Migrating Proxmox-VM(s) fails with 'Wrong medium type' on the target node (Linstor-DRBD-VMs)

Dear community,

running here is a three node cluster of Proxmox VE 8.2 with the Linstor-DRBD-Backend enabled (great, I like it!).

Live migration of VMs from one node to another has successfully being tested a few week ago.
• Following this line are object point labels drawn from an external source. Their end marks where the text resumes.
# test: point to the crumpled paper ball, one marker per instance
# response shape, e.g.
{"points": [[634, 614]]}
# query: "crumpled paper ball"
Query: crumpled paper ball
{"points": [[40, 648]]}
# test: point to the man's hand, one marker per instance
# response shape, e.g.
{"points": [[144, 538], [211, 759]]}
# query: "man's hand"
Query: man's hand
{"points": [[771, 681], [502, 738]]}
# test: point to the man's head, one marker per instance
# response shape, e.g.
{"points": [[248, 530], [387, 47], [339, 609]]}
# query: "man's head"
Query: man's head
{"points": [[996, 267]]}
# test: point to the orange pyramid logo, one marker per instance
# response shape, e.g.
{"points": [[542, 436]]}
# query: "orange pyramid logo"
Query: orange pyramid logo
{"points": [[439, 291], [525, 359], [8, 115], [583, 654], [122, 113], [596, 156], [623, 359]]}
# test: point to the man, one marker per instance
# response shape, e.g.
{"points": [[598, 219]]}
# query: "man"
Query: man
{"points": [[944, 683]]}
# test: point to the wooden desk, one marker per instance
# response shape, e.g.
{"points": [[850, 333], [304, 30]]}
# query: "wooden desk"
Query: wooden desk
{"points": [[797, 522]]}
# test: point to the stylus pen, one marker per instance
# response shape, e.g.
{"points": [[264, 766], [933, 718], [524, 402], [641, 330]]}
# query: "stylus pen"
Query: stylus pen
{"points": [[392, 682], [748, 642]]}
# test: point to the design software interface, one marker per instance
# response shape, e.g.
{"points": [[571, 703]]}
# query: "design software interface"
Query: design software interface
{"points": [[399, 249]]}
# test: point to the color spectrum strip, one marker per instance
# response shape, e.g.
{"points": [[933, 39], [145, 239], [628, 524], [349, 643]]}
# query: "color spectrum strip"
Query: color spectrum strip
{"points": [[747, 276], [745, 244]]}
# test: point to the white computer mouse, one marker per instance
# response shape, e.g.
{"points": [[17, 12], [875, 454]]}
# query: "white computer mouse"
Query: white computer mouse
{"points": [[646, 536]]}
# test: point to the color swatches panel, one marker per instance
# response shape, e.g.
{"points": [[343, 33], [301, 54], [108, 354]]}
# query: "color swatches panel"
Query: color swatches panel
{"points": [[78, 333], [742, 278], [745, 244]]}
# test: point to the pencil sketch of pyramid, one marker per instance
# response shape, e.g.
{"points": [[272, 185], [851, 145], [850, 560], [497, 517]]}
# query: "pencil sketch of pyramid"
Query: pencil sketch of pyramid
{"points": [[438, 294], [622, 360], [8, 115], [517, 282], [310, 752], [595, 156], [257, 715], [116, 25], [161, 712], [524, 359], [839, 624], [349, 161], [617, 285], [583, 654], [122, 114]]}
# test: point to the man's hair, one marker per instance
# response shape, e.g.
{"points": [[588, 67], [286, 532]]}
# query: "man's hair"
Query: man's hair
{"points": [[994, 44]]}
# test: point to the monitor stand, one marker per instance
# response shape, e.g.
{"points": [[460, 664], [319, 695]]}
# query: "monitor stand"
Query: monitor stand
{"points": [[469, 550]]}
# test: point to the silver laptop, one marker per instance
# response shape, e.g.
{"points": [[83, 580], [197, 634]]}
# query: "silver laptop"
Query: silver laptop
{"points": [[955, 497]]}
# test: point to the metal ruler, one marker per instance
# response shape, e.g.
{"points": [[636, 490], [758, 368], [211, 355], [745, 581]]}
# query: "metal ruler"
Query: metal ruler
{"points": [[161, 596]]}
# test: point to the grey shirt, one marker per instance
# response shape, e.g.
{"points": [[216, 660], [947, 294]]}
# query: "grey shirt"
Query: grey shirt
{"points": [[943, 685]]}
Now, when I want to migrate a VM (any of them) to another node, the task produces an error that reads:

[node3] kvm: -drive file=/dev/drbd/by-res/vm-101-disk-1/0,if=none,id=drive-scsi0,format=raw,cache=none,aio=io_uring,detect-zeroes=on: Could not open '/dev/drbd/by-res/vm-101-disk-1/0': Wrong medium type

The system log of the source node says:

Oct 14 14:47:11 ttivs1 pvedaemon[276824]: <root@pam> starting task UPID:ttivs1:00048289:00625DEC:670D12CF:qmigrate:101:root@pam:
Oct 14 14:47:13 ttivs1 pmxcfs[1867]: [status] notice: received log
Oct 14 14:47:14 ttivs1 Controller[4651]: 2024-10-14 14:47:14.013 [grizzly-http-server-16] INFO LINSTOR/Controller/58bb4b SYSTEM - REST/API RestClient(10.10.10.3; 'linstor-proxmox/8.0.4')/ModRscDfn
Oct 14 14:47:14 ttivs1 Controller[4651]: 2024-10-14 14:47:14.014 [grizzly-http-server-16] INFO LINSTOR/Controller/58bb4b SYSTEM - Resource definition modified vm-101-disk-1/false
Oct 14 14:47:14 ttivs1 Controller[4651]: 2024-10-14 14:47:14.017 [grizzly-http-server-17] INFO LINSTOR/Controller/08d41b SYSTEM - REST/API RestClient(10.10.10.3; 'linstor-proxmox/8.0.4')/LstVlm
Oct 14 14:47:14 ttivs1 Controller[4651]: 2024-10-14 14:47:14.305 [grizzly-http-server-19] INFO LINSTOR/Controller/988e30 SYSTEM - REST/API RestClient(10.10.10.3; 'linstor-proxmox/8.0.4')/LstVlm
Oct 14 14:47:14 ttivs1 pmxcfs[1867]: [status] notice: received log
Oct 14 14:47:15 ttivs1 pmxcfs[1867]: [status] notice: received log
Oct 14 14:47:15 ttivs1 Controller[4651]: 2024-10-14 14:47:15.743 [grizzly-http-server-21] INFO LINSTOR/Controller/769f8b SYSTEM - REST/API RestClient(10.10.10.3; 'linstor-proxmox/8.0.4')/LstVlm
Oct 14 14:47:15 ttivs1 pmxcfs[1867]: [status] notice: received log
Oct 14 14:47:15 ttivs1 pvedaemon[295561]: migration problems
Oct 14 14:47:15 ttivs1 pvedaemon[276824]: <root@pam> end task UPID:ttivs1:00048289:00625DEC:670D12CF:qmigrate:101:root@pam: migration problems

Updates have been made since the last successful attempt of moving a VM, so that may be a reason for the problem?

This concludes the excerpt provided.